“Dati sconcertanti”. Così Elisabetta Gualmini, vicepresidente della Regione, aveva commentato la presenza di “finti poveri” nelle case popolari dell’Emilia Romagna. La Cgil, con i dati della stessa Regione, dimostra che non è vero: più del 90% ha redditi bassi o modesti. Balestrieri: “Forse si crea allarme per abbassare i criteri di accesso e di decadenza”.
Le case popolari dell’Emilia Romagna sono popolate da ricchi che potrebbero benissimo pagarsi un affitto a costi di mercato? Falso.
L’allarme lanciato da Elisabetta Gualmini, vicepresidente della Regione Emilia Romagna, che meno di una settimana fa aveva definito “sconcertanti” i dati sull’Isee degli inquilini degli alloggi Erp viene smontato dalla Cgil.
Il sindacato, fornendo i dati dell’analisi della stessa Regione, dimostra che il 90% degli inquilini delle case popolari ha redditi e patrimoni bassi o modesti.
In particolare, secondo l’indagine compiuta su circa 44mila nuclei famigliari dei circa 53mila che vivono negli alloggi Erp, emerge che quasi il 50% ha un Isee compreso tra 0 e 7.500 euro, un altro 37% presenta un Isee tra 7.500 e 17mila euro e un ulteriore 10% ha un Isee che va da 17mila e 34mila euro, attuale soglia di decadenza per uscire dagli alloggi.
Coloro che non hanno i requisiti per restare all’interno delle case popolari secondo gli attuali parametri, dunque, sono appena il 3%. Una percentuale che potrebbe crescere fino al 10% se si considerassero i nuovi criteri di accesso e di decadenza che viale Aldo Moro vuole introdurre.
Quest’ultimo elemento potrebbe essere la chiave per comprendere l’allarme lanciato da Gualmini. “La Regione vorrebbe diminuire sia la soglia di accesso, sia la soglia di decadenza a valori molto più bassi degli attuali – spiega Marina Balestrieri della Cgil regionale – Con questa proposta, probabilmente, uscirebbero dalle case popolari non solo i ricchi, ma qualche migliaio di nuclei che hanno Isee modeste”.
In particolare, le ipotesi della Regione prevedono di scendere dai 34mila euro di Isee attuali, soglia massima oltre la quale si deve lasciare l’immobile, a 27mila o addirittura a 24mila.

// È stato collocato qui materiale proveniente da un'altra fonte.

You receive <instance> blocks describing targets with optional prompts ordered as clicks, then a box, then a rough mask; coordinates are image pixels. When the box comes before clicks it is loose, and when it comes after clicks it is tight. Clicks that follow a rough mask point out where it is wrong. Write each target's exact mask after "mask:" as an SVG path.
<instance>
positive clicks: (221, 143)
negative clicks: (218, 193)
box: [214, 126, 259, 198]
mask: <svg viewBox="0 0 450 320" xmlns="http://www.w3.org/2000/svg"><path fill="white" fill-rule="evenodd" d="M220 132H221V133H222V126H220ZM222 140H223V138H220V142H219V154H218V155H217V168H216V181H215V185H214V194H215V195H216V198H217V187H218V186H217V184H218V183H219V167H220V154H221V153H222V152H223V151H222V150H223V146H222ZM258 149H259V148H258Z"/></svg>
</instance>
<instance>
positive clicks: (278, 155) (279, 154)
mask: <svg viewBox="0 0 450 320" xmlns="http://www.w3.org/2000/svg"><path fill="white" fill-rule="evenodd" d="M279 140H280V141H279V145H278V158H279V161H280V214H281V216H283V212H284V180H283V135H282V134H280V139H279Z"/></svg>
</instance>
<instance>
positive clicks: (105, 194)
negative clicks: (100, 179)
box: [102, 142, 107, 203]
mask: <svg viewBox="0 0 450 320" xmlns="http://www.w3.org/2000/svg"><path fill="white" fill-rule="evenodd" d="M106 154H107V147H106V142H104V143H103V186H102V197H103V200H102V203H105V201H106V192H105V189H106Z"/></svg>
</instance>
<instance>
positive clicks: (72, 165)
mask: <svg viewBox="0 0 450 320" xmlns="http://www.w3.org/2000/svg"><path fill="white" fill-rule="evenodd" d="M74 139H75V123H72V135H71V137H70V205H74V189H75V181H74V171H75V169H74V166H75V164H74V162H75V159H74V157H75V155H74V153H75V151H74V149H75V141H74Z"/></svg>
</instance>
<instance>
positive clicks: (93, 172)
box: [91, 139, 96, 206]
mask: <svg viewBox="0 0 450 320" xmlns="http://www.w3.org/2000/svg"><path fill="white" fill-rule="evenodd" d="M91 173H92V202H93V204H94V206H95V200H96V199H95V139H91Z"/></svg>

“Per fare un esempio – spiega Balestrieri – una persona sola, con un reddito netto di circa mille euro al mese, dovrebbe uscire e affrontare i prezzi di mercato, che per un monolocale oscillano tra i 400 e i 600 euro”.
Il sindacato, quindi, chiede di non gridare “al lupo al lupo” e di proseguire il confronto con la Regione, sottolineando anche le misure positive messe in atto da quest’ultima per fronteggiare l’emergenza abitativa crescente anche in Emilia Romagna. Per la Cgil occorre continuare ad investire su alloggi Erp, Ers, sull’Agenzia per l’affitto per creare mobilità di mercato delle case private sfitte, con garanzia del pubblico, creando le condizioni per destinare edifici pubblici statali/locali non utilizzati ad abitazioni, confermando il bando per le giovani coppie e i contributi all’acquisto della prima casa.
C’è però un ultimo e ulteriore elemento da tenere in considerazione: la recente sentenza del Consiglio di Stato che ha sancito come le indennità di accompagnamento non debbano rientrare nel calcolo dell’Isee . “Sarà necessario un riconteggio – osserva Balestrieri – e pensare a come affrontare la fase di passaggio, che potrebbe risultare difficile”.